Para resolver los inconvenientes que plantea el orgasmo, las culturas del patriarcado inventaron que el hombre podía tener muchas esposas, o una esposa y varias concubinas, amantes, esclavas sexuales, etc.. Reprimieron el sexo y a la mujer, considerándolos un mal necesario. Su desconocimiento las llevó a creer que la intimidad y las relaciones sexuales eran negativas, y crearon soluciones como el celibato, la poligamia y la prostitución. Hoy en día, habiendo mucha más libertad e igualdad sexual que antaño, encontramos altos índices de insatisfacción sexual, mucha infidelidad y separaciones, sin mencionar los matrimonios que después de algunos años ya no se toleran o llevan una vida sexual más que distante. También es posible observar que los potenciadores sexuales como el Viagra, el Ging Seng y tantos otros, permanecen siempre en el “top” de las ventas. ¿Qué podemos concluir de todo esto, cuando el orgasmo debiera ser el que da la satisfacción y la felicidad?

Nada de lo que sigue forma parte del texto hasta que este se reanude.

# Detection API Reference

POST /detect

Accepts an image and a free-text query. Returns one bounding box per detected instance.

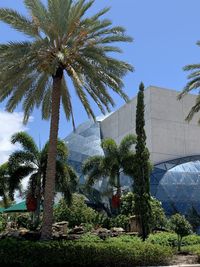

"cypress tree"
[134,83,151,240]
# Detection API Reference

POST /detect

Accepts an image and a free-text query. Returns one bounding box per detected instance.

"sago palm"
[178,41,200,123]
[7,132,78,226]
[83,134,136,198]
[0,0,132,239]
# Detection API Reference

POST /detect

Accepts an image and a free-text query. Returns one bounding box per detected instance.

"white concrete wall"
[101,86,200,163]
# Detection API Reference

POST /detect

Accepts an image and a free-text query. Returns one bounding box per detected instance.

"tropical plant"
[120,192,167,229]
[186,206,200,232]
[8,132,78,226]
[170,213,192,251]
[0,0,133,239]
[120,192,135,216]
[132,83,152,240]
[150,196,168,229]
[54,194,97,227]
[82,134,136,211]
[0,162,11,207]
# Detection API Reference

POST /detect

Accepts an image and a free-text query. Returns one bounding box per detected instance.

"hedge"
[0,239,172,267]
[147,232,200,247]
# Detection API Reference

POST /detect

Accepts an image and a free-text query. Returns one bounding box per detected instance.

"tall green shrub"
[133,83,152,240]
[170,213,192,251]
[54,194,97,227]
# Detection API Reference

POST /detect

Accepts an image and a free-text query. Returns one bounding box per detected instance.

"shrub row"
[0,239,172,267]
[148,232,200,247]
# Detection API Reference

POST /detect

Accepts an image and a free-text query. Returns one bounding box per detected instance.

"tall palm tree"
[82,134,136,200]
[7,132,78,222]
[178,41,200,123]
[0,0,133,239]
[0,162,9,207]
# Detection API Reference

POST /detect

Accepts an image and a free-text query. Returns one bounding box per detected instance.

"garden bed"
[0,237,172,267]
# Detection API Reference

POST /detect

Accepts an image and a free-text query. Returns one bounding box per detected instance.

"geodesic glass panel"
[64,121,103,184]
[151,159,200,214]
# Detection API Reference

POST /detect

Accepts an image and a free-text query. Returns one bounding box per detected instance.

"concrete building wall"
[101,86,200,164]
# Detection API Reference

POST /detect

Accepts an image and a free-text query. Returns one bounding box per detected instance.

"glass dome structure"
[64,118,200,215]
[151,156,200,215]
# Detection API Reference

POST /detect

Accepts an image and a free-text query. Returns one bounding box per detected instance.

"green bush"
[147,232,177,247]
[147,232,200,250]
[120,192,167,229]
[54,194,97,227]
[0,214,7,232]
[0,239,172,267]
[110,214,129,230]
[170,213,192,251]
[182,234,200,246]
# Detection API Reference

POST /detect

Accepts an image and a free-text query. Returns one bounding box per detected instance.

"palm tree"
[0,0,133,239]
[82,134,136,208]
[0,162,10,207]
[178,41,200,123]
[8,132,78,224]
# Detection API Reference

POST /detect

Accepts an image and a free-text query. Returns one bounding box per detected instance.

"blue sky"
[0,0,200,149]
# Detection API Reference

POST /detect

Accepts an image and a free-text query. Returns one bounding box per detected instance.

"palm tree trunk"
[41,68,63,240]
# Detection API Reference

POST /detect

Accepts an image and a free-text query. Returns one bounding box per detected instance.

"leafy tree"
[121,192,135,216]
[121,192,167,229]
[82,134,136,210]
[150,197,167,229]
[0,162,12,207]
[54,194,97,227]
[170,213,192,251]
[186,206,200,231]
[8,132,78,224]
[0,0,133,239]
[133,83,152,240]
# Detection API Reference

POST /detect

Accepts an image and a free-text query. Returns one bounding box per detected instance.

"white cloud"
[0,110,26,164]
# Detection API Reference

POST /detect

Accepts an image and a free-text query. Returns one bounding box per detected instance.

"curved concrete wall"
[101,86,200,164]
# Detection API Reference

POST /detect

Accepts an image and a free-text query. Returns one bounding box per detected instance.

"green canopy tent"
[0,208,5,213]
[3,201,43,213]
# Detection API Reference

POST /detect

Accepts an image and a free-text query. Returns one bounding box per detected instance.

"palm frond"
[0,8,38,37]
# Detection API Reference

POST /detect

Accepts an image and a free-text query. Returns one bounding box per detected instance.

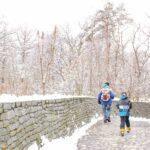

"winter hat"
[105,82,109,86]
[120,92,128,100]
[102,83,109,88]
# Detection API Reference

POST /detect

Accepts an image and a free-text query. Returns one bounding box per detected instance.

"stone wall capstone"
[0,97,150,150]
[0,97,101,150]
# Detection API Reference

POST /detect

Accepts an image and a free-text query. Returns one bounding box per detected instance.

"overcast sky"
[0,0,150,33]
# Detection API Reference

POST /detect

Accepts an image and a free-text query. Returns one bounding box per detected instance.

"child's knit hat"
[120,92,128,100]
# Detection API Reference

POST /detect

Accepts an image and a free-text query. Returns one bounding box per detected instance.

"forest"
[0,3,150,101]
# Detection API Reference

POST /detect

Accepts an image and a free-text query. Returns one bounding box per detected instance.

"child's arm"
[110,91,115,99]
[116,103,119,109]
[98,93,102,104]
[129,101,132,109]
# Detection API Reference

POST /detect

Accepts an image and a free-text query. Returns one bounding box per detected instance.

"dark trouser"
[120,116,130,128]
[102,104,111,120]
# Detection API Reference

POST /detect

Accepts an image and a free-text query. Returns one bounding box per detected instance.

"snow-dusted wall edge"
[112,101,150,119]
[0,97,101,150]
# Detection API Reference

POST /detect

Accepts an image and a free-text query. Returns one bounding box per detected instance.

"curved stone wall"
[0,97,150,150]
[0,97,100,150]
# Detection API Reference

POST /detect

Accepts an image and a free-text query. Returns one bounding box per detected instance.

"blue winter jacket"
[116,98,132,117]
[98,90,115,105]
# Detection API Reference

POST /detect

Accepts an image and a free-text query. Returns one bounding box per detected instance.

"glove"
[98,101,101,104]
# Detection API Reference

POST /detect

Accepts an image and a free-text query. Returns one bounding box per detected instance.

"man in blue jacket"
[98,82,115,123]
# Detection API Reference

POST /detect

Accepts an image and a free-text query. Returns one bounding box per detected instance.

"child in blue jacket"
[98,82,114,123]
[116,92,132,136]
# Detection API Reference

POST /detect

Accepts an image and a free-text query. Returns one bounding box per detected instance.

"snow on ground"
[28,117,150,150]
[0,94,95,103]
[28,114,102,150]
[130,117,150,123]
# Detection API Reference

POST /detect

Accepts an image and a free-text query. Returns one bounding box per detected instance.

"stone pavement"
[77,117,150,150]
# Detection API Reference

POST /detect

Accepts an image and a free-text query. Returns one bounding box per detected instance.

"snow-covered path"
[29,117,150,150]
[77,117,150,150]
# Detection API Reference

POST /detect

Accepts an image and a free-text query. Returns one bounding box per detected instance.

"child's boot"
[120,128,125,136]
[127,127,131,133]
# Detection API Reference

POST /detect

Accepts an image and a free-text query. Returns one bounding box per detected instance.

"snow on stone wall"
[0,97,100,150]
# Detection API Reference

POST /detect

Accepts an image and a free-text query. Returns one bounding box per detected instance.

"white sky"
[0,0,150,33]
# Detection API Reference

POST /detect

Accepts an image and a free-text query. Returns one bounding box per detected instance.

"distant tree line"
[0,3,150,100]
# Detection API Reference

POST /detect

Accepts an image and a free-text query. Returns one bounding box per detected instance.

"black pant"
[120,116,130,128]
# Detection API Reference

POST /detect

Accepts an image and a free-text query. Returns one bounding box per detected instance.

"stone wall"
[0,97,150,150]
[0,98,100,150]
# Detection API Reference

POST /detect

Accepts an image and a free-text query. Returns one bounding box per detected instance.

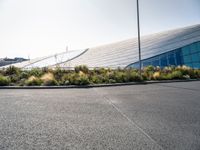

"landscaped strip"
[0,65,200,87]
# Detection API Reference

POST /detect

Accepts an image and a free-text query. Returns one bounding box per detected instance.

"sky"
[0,0,200,58]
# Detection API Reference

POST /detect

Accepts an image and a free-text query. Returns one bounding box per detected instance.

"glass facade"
[128,42,200,69]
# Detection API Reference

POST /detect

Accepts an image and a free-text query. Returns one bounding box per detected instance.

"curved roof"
[1,24,200,68]
[60,24,200,68]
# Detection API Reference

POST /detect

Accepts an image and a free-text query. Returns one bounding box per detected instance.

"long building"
[1,24,200,69]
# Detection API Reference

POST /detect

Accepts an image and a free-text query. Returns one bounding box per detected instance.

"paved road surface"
[0,82,200,150]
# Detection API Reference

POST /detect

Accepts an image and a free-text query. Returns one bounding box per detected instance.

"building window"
[182,46,190,55]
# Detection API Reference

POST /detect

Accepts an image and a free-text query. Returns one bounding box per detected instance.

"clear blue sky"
[0,0,200,58]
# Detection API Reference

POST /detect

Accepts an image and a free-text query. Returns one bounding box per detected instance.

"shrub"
[114,71,128,83]
[19,71,29,79]
[143,65,154,72]
[74,65,89,74]
[153,71,161,80]
[40,73,58,86]
[75,75,90,85]
[90,75,102,84]
[126,70,142,82]
[29,68,44,78]
[0,75,10,86]
[5,66,20,75]
[171,71,183,79]
[25,76,42,86]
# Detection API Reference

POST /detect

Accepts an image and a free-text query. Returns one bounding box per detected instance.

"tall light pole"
[137,0,142,77]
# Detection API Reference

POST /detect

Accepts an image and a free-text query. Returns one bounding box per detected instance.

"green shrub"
[74,65,89,74]
[25,76,42,86]
[114,71,128,83]
[143,65,155,72]
[171,71,183,79]
[42,79,59,86]
[90,75,102,84]
[19,71,29,79]
[40,72,58,86]
[29,68,44,78]
[0,75,10,86]
[75,75,90,85]
[125,70,142,82]
[5,66,20,76]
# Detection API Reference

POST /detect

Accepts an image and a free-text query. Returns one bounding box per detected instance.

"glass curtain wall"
[128,42,200,69]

El camino intermedio que representa la sexualidad transorgásmica no busca sólo resolver los inconvenientes del orgasmo. También es una experiencia transformadora en sí misma, que se conlleva con todos nuestros ideales de amor verdadero, intimidad verdadera y éxtasis verdadero. El placer del orgasmo sólo dura unos cuantos segundos; el éxtasis transorgásmico, en cambio, puede durar hasta una hora o más, y podemos sentirnos revitalizados y más enamorados después de hacer el amor. Lo dionisíaco y lo apolíneo, lo sensual y lo espiritual, lo yin y lo yang, tienen un punto de encuentro no teórico a través de esta práctica. Para muchas personas la experiencia transorgásmica puede transformarse en una experiencia religiosa; muchos pueden llegar a sentir que hacer el amor es como meditar o fundirse con el universo. Lo importante es que al final, toda esa dicha y ese magnetismo sexual que nos embriaga durante horas, se conservan sin ruptura. Una vez separados los amantes, la energía y esa sensación de estar plenos, no experimenta corte alguno; tan solo se va apaciguando de un modo armónico y natural. La persona siente que logró alimentarse de esta energía, lo cual es muy diferente de sentir que esa energía se descargó o expulsó fuera.